Stuart Staniford said...

10in10 - I'm not saying the time for action is in the second half of the century, I"m saying the worst of the damage will occur then. There are huge lags between action and response. From when we really decide to get serious, it will take several decades to substantially decarbonize the economy, and then there are an uncertain but significant number of decades added by the ocean's heat capacity. So the time to start acting was "a number of years ago".

10in10Diet.com said...

Right.

rjs said...

singularity is impossible until the controlling weak link (the human species) is replaced:

http://geaugailluminati.wordpress.com/2009/07/01/the-human-race-is-almost-finished/

Mike said...

A personal anecdote concerning automation of jobs. In a previous life I was a crew member on E3 AWACS aircraft for the USAF. This is a 707 type airframe with a typical crew load of 18-30 individuals (4 on the flight deck, the balance in the back), depending on the mission. It was initially fielded in the late 1970s as computer systems were just becoming advanced enough to be deployed in airborne C3 applications. Other than some computer, navigation and radar system upgrades, the current fleet is not much changed. The newest C3 aircraft on the block, the Aussie 737-based Wedgetail, will perform much the same mission with vastly improved battle management capabilities and half the crew (8-10). Eliminated are 2 flight deck positions (Engineer and Navigator) and numerous "technician" positions. The E-3 has technician specialists for the communication, computer display and radar systems, for a total of 4 mission crew techs. I'm not sure about the Wedgetail, but modern automation has probably reduced the number of techs to 1 or none. Of course, in this example, fewer people is a good thing, but the point is that military automation will have 2 major impacts: 1) fewer people will be employed by the military, which in past economic downturns has provided employment to many who otherwise would compete for scarce civilian employment and 2) enable technologically and/or financially gifted nations to wage wars with far fewer humans in the line of fire than their less fortunate opponents.

Unknown said...

Stuart, I'm sorry I missed this post when it first came out...

One question I have: How do I know that looking at only male employment trends is meaningful? The last few decades have seen tremendous social changes with regard to gender. What have female employment trends been? Same trend or different? What is the employment trend for both sexes? It seems to me that if you're comparing robots to humans, you ought to look at all humans.

Barry DeCicco said...

Burk: "Thanks for a very interesting post. The one bit I would critique is the notion of declining employment. There is far more to our economy than manufacturing. We have artists, musicians, nail salons, professors. In short, we like to provide each other with all kinds of services that will constitute a future economy. "

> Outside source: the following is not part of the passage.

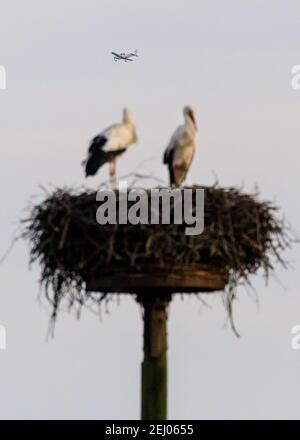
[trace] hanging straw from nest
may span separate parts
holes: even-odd
[[[31,262],[41,265],[41,284],[53,305],[53,319],[63,299],[70,308],[80,309],[106,297],[85,289],[86,281],[95,274],[101,276],[104,267],[169,262],[228,270],[231,289],[225,304],[232,318],[233,288],[240,282],[250,283],[250,275],[259,269],[268,277],[276,261],[285,266],[282,252],[292,236],[277,217],[277,208],[259,201],[258,194],[201,188],[205,190],[205,228],[196,236],[185,235],[185,226],[177,224],[100,226],[93,191],[58,189],[34,205],[24,220],[23,236],[30,243]],[[231,323],[234,328],[232,319]]]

So far (for the past few decades, and the foreeable future), these jobs in general pay less. There's many, many scutwork jobs for every professor job. If you look at the old 'symbolic analyst' idea, those are precisely the jobs which are soon to be wiped out.

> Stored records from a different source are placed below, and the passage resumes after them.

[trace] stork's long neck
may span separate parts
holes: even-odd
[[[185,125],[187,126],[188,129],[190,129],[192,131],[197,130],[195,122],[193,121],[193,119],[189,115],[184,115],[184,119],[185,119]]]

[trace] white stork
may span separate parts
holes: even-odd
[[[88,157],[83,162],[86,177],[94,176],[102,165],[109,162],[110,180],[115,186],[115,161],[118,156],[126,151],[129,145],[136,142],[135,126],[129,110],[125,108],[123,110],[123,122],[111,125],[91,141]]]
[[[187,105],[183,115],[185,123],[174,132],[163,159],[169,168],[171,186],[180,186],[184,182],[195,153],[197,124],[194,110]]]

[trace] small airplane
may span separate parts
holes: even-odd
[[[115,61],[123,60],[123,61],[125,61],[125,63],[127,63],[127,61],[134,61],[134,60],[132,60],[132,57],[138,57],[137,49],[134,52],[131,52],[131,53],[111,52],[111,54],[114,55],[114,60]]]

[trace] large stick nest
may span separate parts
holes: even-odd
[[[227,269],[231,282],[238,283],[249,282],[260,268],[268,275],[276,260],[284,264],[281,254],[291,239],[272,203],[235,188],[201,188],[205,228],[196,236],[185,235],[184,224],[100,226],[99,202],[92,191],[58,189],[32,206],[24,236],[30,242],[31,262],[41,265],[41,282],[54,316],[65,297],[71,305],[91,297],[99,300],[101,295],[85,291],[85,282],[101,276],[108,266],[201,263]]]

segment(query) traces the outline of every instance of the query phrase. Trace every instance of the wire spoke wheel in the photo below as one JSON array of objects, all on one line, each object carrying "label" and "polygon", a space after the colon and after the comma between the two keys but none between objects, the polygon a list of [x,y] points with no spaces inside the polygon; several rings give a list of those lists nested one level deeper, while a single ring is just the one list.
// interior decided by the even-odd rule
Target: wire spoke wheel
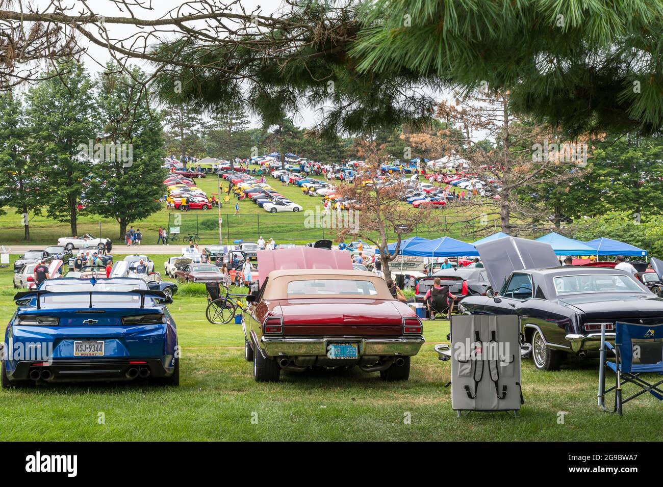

And BTW (referring to the original post) it's not just a matter of 'smart/skilled/etc.', it's a matter of ownership. If you own these AI assets, you draw profits from them. If you don't too bad, for most people.

What we've seen in the developed world, especially in the USA, is a trend towards a majority being economically displaced sharply downwards, a minority not profiting but making a living, and a tiny minority reaping virtually all of the increased income.

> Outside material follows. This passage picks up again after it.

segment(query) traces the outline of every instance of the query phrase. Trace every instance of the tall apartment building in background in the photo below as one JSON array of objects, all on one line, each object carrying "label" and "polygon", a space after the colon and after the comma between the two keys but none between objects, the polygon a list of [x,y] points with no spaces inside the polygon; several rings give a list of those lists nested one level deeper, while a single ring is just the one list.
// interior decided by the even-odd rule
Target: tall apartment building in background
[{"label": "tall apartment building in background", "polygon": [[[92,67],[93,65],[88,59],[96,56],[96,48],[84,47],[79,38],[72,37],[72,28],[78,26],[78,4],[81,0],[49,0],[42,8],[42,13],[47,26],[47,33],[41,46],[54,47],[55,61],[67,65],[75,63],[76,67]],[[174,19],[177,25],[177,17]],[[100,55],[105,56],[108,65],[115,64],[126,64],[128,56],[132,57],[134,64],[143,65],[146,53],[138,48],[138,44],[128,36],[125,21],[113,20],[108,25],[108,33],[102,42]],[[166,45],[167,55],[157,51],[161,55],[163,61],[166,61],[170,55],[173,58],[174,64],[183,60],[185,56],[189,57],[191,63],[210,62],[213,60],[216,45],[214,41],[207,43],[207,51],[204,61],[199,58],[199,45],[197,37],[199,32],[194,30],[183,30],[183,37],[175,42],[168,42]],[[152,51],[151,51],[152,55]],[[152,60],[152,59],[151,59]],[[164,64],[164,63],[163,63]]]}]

The Inconvenient Truths about "Care" said...

What you are saying makes no sense. It assumes an exponential growth rate rather than a linear on.

The whole singularity thing is bogus, a red herring and a waste of time. If Kurtweil had to bet his families lives on it, he wouldn't.

Just regarding Moore's Law. It has reached the very limit of semiconductor technology at a quantum level. You can't divide a track that is one atom wide in half. Even Moore says it would be totally ridiculous for the Law to be expected to continue forever. It was never even a law in the first place but an OBSERVATION more relevant to Intel s's production cycle.